Lagrangian Relaxation for Inference in Natural Language Processing
Michael Collins (Columbia University, USA)

There has been a long history in combinatorial optimization of methods that exploit structure in complex problems, using methods such as dual decomposition or Lagrangian relaxation. These methods leverage the observation that complex inference problems can often be decomposed into efficiently solvable sub-problems. Thus far, however, these methods are not widely used in NLP.

In this talk I'll describe recent work on inference algorithms for NLP based on Lagrangian relaxation. In the first part of the talk I'll describe work on non-projective parsing. In the second part of the talk I'll describe an exact decoding algorithm for syntax-based statistical translation. If time permits, I'll also briefly describe algorithms for dynamic programming intersections (e.g., the intersection of a PCFG and an HMM), and for phrase-based translation.

For all of the problems that we consider, the resulting algorithms produce exact solutions, with certificates of optimality, on the vast majority of examples; the algorithms are efficient for problems that are either NP-hard (as is the case for non-projective parsing, or for phrase-based translation), or for problems that are solvable in polynomial time using dynamic programming, but where the traditional exact algorithms are far too expensive to be practical.

While the focus of this talk is on NLP problems, there are close connections to inference methods, in particular belief propagation, for graphical models. Our work was inspired by recent work that has used dual decomposition as an alternative to belief propagation in Markov random fields.

This is joint work with Yin-Wen Chang, Tommi Jaakkola, Terry Koo, Sasha Rush, and David Sontag.




Computing Scope in a CCG Parser
Mark Steedman (University of Edinburgh, UK)
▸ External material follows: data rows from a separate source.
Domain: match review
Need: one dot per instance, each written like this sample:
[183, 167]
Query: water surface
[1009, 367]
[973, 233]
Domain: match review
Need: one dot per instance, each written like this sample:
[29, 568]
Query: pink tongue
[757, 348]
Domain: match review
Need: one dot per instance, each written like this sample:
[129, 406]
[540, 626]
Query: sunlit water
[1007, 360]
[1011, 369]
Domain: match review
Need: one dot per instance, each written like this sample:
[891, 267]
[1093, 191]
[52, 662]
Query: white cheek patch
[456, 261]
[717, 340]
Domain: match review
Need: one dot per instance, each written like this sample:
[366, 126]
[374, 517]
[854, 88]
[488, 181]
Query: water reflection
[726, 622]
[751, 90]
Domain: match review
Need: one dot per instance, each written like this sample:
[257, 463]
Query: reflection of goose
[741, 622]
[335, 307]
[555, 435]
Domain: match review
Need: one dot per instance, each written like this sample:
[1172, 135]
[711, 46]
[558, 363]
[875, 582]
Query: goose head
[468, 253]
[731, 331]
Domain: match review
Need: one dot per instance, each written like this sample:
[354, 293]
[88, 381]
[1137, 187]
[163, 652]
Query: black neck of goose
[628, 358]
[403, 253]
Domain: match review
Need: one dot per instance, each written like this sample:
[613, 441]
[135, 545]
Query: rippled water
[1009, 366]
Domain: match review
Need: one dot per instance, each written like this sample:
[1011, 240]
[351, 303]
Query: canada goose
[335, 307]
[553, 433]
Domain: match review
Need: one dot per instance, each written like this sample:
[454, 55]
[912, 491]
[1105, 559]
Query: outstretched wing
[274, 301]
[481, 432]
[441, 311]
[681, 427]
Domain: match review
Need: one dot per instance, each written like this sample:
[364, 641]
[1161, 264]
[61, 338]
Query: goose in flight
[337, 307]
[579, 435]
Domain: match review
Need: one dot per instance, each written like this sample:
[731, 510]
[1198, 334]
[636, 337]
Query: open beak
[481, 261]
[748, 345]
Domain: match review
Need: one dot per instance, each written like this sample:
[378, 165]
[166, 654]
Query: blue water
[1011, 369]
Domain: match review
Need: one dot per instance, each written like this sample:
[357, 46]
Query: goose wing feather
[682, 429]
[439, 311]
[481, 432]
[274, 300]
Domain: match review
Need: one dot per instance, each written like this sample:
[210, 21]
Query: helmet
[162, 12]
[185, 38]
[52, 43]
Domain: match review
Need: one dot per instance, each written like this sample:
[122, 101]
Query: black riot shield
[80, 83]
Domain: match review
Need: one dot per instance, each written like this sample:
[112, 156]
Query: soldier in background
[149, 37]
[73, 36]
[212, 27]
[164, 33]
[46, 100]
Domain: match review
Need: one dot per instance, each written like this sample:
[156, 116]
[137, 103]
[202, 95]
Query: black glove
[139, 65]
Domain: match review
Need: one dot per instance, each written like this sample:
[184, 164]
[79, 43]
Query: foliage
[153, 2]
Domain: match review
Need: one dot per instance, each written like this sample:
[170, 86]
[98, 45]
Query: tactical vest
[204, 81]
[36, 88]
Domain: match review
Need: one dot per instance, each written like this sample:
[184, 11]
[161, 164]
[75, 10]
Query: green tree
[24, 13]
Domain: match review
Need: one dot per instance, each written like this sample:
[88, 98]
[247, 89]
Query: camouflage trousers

Ambiguities arising from alternations of scope in interpretations for multiply quantified sentences appear to require grammatical operations that compromise the strong assumptions of syntactic/semantic transparency and monotonicity underlying the Frege-Montague approach to the theory of grammar. Examples that have been proposed include covert movement at the level of logical form, abstraction or storage mechanisms, and proliferating type-changing operations. The paper examines some interactions of scope alternation with syntactic phenomena including coordination, binding, and relativization. Starting from the assumption of Fodor and Sag, and others, that many expressions that have been treated as generalized quantifiers are in fact referential expressions, and using Combinatory Categorial Grammar (CCG) as a grammatical framework, the paper presents an account of quantifier scope ambiguities according to which the available readings are projected directly from the lexicon by the combinatorics of the syntactic derivation, without any independent manipulation of logical form and without recourse to otherwise unmotivated type-changing operations. As a direct result, scope ambiguity can be efficiently processed using packed representations from which the available readings can be simply enumerated.